A data center is a facility that houses servers, data storage devices, and/or other associated components such as backup power supplies, redundant data communications connections, environmental controls such as air conditioning and/or fire suppression, and/or various security systems. A data center may be maintained by an information technology (IT) service provider. An enterprise may utilize data storage and/or data processing services from the provider in order to run applications that handle the enterprises' core business and operational data. The applications may be proprietary and used exclusively by the enterprise or made available through a network for anyone to access and use.
Virtual computing instances (VCIs), such as virtual machines and containers, have been introduced to lower data center capital investment in facilities and operational expenses and reduce energy consumption. A VCI is a software implementation of a computer that executes application software analogously to a physical computer. VCIs have the advantage of not being bound to physical resources, which allows VCIs to be moved around and scaled to meet changing demands of an enterprise without affecting the use of the enterprise's applications. In a software-defined data center, storage resources may be allocated to VCIs in various ways, such as through network attached storage (NAS), a storage area network (SAN) such as fiber channel and/or Internet small computer system interface (iSCSI), a virtual SAN, and/or raw device mappings, among others.

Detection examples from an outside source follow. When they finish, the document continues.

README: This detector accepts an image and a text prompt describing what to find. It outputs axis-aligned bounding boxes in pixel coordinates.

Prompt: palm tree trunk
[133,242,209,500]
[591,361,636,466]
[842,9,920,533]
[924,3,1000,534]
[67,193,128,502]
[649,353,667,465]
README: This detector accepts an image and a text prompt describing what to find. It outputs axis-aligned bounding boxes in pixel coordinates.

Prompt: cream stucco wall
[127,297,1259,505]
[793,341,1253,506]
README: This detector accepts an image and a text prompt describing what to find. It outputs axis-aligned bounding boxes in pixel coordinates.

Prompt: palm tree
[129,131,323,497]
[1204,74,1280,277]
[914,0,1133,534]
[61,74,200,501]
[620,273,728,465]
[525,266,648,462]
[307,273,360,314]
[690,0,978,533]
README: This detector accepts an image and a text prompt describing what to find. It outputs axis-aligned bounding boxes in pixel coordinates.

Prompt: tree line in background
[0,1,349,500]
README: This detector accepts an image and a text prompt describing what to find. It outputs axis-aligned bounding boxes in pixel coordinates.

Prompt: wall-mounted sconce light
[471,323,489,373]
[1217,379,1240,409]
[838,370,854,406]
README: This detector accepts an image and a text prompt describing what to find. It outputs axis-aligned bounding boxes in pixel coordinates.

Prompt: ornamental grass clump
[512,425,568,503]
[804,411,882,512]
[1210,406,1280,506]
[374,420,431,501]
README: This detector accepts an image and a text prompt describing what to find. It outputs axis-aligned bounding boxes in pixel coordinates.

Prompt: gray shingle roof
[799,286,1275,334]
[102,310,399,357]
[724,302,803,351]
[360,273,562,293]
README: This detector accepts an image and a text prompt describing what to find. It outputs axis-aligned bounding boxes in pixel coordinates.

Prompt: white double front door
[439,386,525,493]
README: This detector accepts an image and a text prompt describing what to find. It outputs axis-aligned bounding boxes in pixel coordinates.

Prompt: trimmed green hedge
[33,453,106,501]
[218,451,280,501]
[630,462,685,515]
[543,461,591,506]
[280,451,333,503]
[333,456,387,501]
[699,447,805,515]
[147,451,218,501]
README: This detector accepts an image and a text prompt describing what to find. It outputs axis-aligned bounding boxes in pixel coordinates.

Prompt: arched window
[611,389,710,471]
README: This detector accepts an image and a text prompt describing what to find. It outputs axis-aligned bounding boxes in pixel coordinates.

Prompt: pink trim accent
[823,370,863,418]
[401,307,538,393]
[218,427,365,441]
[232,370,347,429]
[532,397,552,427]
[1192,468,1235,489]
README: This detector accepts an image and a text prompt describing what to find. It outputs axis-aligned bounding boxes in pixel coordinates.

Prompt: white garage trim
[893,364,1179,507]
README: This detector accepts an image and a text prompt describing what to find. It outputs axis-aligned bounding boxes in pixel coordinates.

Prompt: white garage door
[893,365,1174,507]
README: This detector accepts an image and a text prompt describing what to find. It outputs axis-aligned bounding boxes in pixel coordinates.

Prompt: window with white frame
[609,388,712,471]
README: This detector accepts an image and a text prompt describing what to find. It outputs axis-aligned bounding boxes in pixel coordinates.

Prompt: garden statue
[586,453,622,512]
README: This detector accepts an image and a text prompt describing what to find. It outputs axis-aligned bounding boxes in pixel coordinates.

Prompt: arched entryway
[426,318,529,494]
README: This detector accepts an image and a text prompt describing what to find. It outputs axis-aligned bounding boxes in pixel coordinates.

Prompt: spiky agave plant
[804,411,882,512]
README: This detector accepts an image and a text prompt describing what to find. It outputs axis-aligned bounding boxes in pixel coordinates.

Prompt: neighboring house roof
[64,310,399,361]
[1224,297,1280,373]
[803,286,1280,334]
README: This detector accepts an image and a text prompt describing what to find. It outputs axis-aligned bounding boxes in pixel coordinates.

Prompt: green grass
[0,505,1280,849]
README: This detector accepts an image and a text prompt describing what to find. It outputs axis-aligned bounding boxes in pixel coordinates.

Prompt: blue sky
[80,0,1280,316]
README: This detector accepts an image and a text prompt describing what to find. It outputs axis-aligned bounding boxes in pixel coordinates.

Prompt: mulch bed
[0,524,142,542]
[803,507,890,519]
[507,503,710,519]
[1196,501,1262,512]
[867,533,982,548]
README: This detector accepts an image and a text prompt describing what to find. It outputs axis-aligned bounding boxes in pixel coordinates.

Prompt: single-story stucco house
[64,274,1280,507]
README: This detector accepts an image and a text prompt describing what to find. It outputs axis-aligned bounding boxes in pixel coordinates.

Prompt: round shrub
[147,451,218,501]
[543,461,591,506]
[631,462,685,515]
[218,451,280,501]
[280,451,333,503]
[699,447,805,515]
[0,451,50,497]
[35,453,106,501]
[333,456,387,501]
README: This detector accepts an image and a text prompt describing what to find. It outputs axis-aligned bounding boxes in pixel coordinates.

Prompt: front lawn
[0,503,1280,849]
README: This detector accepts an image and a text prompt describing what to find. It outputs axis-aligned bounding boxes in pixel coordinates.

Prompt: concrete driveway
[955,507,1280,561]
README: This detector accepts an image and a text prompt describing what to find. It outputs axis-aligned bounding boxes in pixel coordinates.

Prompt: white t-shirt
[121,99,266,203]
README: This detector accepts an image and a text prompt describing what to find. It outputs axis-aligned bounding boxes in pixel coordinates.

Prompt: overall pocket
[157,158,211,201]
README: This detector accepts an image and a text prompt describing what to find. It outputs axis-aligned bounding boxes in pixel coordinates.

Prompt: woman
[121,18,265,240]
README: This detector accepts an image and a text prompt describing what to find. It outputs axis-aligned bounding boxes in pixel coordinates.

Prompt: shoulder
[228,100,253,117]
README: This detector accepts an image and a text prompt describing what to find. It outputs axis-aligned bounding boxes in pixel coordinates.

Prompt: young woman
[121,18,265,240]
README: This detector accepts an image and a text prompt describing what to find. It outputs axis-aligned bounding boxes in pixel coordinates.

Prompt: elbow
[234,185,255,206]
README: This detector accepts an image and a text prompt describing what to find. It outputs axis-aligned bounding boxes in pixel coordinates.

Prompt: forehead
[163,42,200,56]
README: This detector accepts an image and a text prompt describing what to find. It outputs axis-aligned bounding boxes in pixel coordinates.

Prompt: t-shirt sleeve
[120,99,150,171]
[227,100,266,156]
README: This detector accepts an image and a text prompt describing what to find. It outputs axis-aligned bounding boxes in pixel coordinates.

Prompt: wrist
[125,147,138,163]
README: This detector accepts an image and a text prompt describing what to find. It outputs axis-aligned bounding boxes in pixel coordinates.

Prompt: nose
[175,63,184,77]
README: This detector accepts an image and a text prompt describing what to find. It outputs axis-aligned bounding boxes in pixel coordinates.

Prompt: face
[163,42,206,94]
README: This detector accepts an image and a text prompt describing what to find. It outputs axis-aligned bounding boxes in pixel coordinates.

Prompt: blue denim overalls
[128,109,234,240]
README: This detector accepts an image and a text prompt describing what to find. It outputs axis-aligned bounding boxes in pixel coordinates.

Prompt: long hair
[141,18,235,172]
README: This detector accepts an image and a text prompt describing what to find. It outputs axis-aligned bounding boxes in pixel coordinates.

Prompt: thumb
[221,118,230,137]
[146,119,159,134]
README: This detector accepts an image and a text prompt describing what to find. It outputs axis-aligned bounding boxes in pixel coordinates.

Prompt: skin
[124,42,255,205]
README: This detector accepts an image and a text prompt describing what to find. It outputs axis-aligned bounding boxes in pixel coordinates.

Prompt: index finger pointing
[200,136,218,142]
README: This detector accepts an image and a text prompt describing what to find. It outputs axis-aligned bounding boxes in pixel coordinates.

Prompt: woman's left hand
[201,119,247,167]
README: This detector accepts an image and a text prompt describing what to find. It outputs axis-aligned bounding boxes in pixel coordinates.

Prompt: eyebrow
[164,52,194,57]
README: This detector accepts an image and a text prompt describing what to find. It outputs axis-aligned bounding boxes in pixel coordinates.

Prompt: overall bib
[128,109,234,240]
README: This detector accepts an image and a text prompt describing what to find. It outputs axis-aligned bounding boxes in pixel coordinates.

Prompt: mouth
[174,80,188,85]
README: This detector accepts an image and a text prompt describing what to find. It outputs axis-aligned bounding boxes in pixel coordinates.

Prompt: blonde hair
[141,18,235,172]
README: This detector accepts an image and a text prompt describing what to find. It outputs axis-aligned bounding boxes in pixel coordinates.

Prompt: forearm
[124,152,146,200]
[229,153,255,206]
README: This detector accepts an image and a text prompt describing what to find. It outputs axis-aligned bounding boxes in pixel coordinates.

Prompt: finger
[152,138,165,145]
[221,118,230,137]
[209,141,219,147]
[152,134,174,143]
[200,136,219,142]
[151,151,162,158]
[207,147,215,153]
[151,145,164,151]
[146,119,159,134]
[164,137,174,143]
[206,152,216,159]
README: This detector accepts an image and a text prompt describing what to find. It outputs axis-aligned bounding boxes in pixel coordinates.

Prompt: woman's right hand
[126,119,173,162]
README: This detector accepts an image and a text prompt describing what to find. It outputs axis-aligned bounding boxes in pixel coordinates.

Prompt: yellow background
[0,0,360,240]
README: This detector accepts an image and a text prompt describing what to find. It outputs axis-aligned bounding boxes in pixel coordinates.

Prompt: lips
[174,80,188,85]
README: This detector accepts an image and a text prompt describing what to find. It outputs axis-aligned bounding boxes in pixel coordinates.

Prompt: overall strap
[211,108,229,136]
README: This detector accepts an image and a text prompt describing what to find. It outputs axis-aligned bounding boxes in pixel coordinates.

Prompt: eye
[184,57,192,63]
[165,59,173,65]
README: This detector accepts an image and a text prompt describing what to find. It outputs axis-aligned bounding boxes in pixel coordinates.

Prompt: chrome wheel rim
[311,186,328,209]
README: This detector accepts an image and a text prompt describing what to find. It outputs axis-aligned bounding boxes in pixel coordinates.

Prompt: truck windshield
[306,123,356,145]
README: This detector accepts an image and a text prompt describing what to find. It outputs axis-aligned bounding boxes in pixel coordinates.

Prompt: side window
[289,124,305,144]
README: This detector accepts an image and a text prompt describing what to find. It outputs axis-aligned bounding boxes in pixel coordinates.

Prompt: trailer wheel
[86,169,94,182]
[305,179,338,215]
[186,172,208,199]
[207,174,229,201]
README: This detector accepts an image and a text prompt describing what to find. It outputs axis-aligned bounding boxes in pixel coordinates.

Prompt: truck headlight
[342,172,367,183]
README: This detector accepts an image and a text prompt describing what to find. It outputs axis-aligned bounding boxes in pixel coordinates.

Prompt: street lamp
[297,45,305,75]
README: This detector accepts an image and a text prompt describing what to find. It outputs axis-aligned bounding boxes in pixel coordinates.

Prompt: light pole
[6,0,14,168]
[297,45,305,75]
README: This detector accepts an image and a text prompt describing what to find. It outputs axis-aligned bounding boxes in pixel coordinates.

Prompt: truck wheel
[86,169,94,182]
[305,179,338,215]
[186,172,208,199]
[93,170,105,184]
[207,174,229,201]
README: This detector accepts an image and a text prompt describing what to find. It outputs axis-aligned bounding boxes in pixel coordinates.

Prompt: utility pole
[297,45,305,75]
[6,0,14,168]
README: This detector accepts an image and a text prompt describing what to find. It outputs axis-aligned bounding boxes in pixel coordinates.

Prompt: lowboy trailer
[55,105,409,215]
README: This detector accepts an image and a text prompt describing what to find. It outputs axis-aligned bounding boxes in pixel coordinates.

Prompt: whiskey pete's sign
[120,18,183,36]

Virtualization and cloud computing enterprises (e.g., VMware) provide a suite of solutions to optimize multi-cloud environments for cost, performance, security, compliance, and other criteria. They can play a pivotal role in achieving consistency in operations by providing a centralized gateway to multi-cloud. The power of the software platform lies in automating every manageable step, which is key in delivering efficient and more intelligent management across all clouds. Enabling automation in each operation reduces manual overheads and facilitates a self-service user experience for our multi-cloud consumers. Many times, automation tasks need to be performed at a specific time of day or on a recurring schedule, which results in an added burden to consumers. Embodiments of the present disclosure can extend automation capabilities with scheduling. For instance, embodiments herein can promote scheduling as a first-class citizen in any automation with a fully managed scheduler service. With such a built-in capability at the platform level, it becomes possible for scheduling cross-service cross-cloud automation. This gives a cost-efficient edge over the individual public or private cloud scheduling services. In some instances, one or more embodiments of the present disclosure may be referred to as a “cloud scheduler.”
When considering DevOps operations or automation, typically the first thing that comes to mind is «cron». Cron usually comes with its management and maintenance overhead of computing, personnel, etc., especially when application tasks are to be scheduled reliably at scale. Embodiments herein can hide cron overheads by providing a scheduling solution based on distributed systems' key characteristics and making scheduling application tasks more convenient and centralized.
The scheduler service in accordance with embodiments herein can support multitenancy and work with various platforms (e.g., VMware Common Service Platform (CSP)). Other products or applications can onboard quickly on scheduler service within the scope of these platforms. It can provide an interface to schedule future invocations of virtually any task, defined as an HTTP endpoint within an on-premises cloud or an external public cloud, once or at a recurring pattern by leveraging cron expressions.
Embodiments herein can invoke tasks reliably at least once with limited retries (to mitigate failures) within a few seconds of the actual scheduled time. It supports dynamic horizontal scaling to accommodate millions of task invocations in a multi-tenant environment. It can expose a unified REST API and UI that any consumer, either a user or another cloud service, can leverage to define its scheduling needs and access retrospective details of task invocations within the tenant boundaries. For instance, a tenant user could schedule execution of pipelines in a release automation solution (e.g., vRealize Code Stream) or periodically reclaim outdated virtual machine snapshots in a management platform (e.g., vRealize Operations) or CSP can schedule onboarding or offboarding of a customer tenant on a Cloud.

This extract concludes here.